Mit anderen Worten: Was ich mir in vierunddreissig Berufs- und Familien­jahren nicht zugestanden habe, den (partiellen) Abschied vom Selbst­auftrag der Super­woman, von Allmachts- und Grössen­fantasien, hat mir (mit Mitte fünfzig) der staatlich verordnete Lockdown beschert. Selten war ich als Mutter so entspannt und versöhnt wie heute.

Merde alors! Verwundert reibe ich mir die Augen; wo zum Teufel bin ich schreibend gelandet?

Denn es liegt mir durchaus fern, das Virus als Chance (wofür auch?) zu sehen oder es gar als Antwort der Natur auf die Verwüstungen des Anthropozäns zu interpretieren. Aber wenn uns dieses Virus schon mal zum Innehalten zwingt, wenn es unser Selbst­verständnis, gerade auch als Bürger*innen einer liberalen Demokratie, so offensichtlich heraus­fordert: Läge nicht eine Chance darin, das Virus und was es uns abverlangt auf seine trans­formatorische Kraft hin zu überprüfen?

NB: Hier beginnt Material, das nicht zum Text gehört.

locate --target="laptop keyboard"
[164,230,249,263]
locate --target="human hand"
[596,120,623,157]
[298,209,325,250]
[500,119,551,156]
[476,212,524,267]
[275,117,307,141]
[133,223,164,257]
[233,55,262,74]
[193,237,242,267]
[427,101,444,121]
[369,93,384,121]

Keine Revolution, nicht gleich die Umwertung aller Werte, aber doch eine deutliche Aufwertung jener Berufe und Tätigkeiten, die sich plötzlich als system­relevant in Bezug auf den Menschen erweisen. Wenn ich uns als Gesellschaft etwas von Herzen wünsche (nebst einem schnell und weltweit für alle verfügbaren Impfstoff), dann vielleicht dies: dass es uns gelingen möge, eine der prägenden Erfahrungen dieser Corona-Krise – nämlich dass wir Menschen fundamental aufeinander angewiesen sind, im Austausch von Wissen und Gütern, von Sorge und Fürsorge – in ein zukunfts­taugliches Selbst- und Gesellschafts­verständnis umzumünzen, das auch durch die nächsten Krisen trägt.

Ich freue mich, von dir zu lesen!

Und sei herzlichst gegrüsst
Ruth
Zürich, Anfang Mai 2020

Zum Adressaten

Tobias Brandner, 1965 in Zürich geboren, studierte Evangelische Theologie an der Uni Zürich und arbeitet seit Mitte der Neunziger­jahre in Verbindung mit dem Hilfs­werk Mission 21 als Seelsorger in verschiedenen Gefängnissen Hongkongs. Von den Insassen hat er den Namen «Father Tobias» erhalten. An der Chinese University von Hongkong ist er zudem Professor an der Theologischen Fakultät. 2009 veröffentlichte er das Buch «Gottesbegegnungen im Gefängnis. Eine Praktische Theologie der Gefangenenseelsorge».

Zur Autorin

Ruth Schweikert, 1965 in Lörrach geboren und in der Schweiz aufgewachsen, lebt als Schrift­stellerin und Theater­autorin in Zürich. Für ihre Arbeit wurde sie unter anderem mit dem Kunst­preis der Stadt Zürich (2016) und dem Solothurner Literatur­preis (2016) ausgezeichnet. Zuletzt erschien «Tage wie Hunde», ein persönliches Buch über ihre Brustkrebs­erkrankung, das zugleich die grossen Themen des Lebens und der Literatur verhandelt.